|Our Man in Japan -- Mana in Japan|
DeanRaker - Columns - Comments - 09/09/04
By Shou Suzuki (a.k.a. Kitsune)
It seems the next game for Nippon Ichi to translate is Atelier Iris: Eternal Mana from developer Gust. Gust is well known among RPG fans over here for unique high-quality games. Gust has shown for years the level of talent that Nippon Ichi has only recently manifested. That said, I believe Eternal Mana is not one of their better games.
It's true that this anime-inspired game does have gorgeous 2D environments and lively isometric towns with a great sense of scale. It's also true that it has a relatively fresh system of movement in the overworld so that you feel more in control of your character (rather than bumping against a mountains or a rivers, you can actually climb a tree). And it's also true that there's a fun system of converting scenery in the environment around you into alchemical materials. In turn, these are used in battle and in a creation system that lets you make richly inventive items. The battle system is also well thought out, with respect to its mechanical clockwork. With a collector who give you bonuses for items you've hunted, it'll appeal to obsessive compulsive disorders.

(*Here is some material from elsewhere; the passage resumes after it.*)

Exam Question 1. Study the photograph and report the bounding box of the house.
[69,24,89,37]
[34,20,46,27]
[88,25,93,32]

However, besides all this, the game is far too conservative. Too easy, not enough variety, doesn't encourage much tactical thought. Although the control in the game is a no-brainer, it has several irritating hang-ups. And while you still own a shop of sorts that you can develop (more on that later), the more normal RPG design guts its complexity so it only serves as a supporting system. Eternal Mana seems to be obsessed with following some sort of blueprint for RPG design that makes it feel like the Thomas Kinkaide of JRPGs. It isn't awful, but it is mediocre.
It is also worth mentioning that Mana is much more designed to satisfy hardcore anime fans. While many RPGs that come from Japan have art styles specific to certain kinds of anime, most neglect to further introduce other conventional elements such as camera angles, character tropes, plot development standards, and general construction. This is true of Gust's earlier games, which don't play like anime come alive, nor are their plot elements inspired by anime tropes. This would be neither here nor there, except that Eternal Mana seems obsessed with checking off as many items in the Great Anime Checklist as it can. You could almost play it as a drinking game: Spot the Anime Cliche. Many games have used anime ideas without succumbing to cliches. Eternal Mana is not one of them.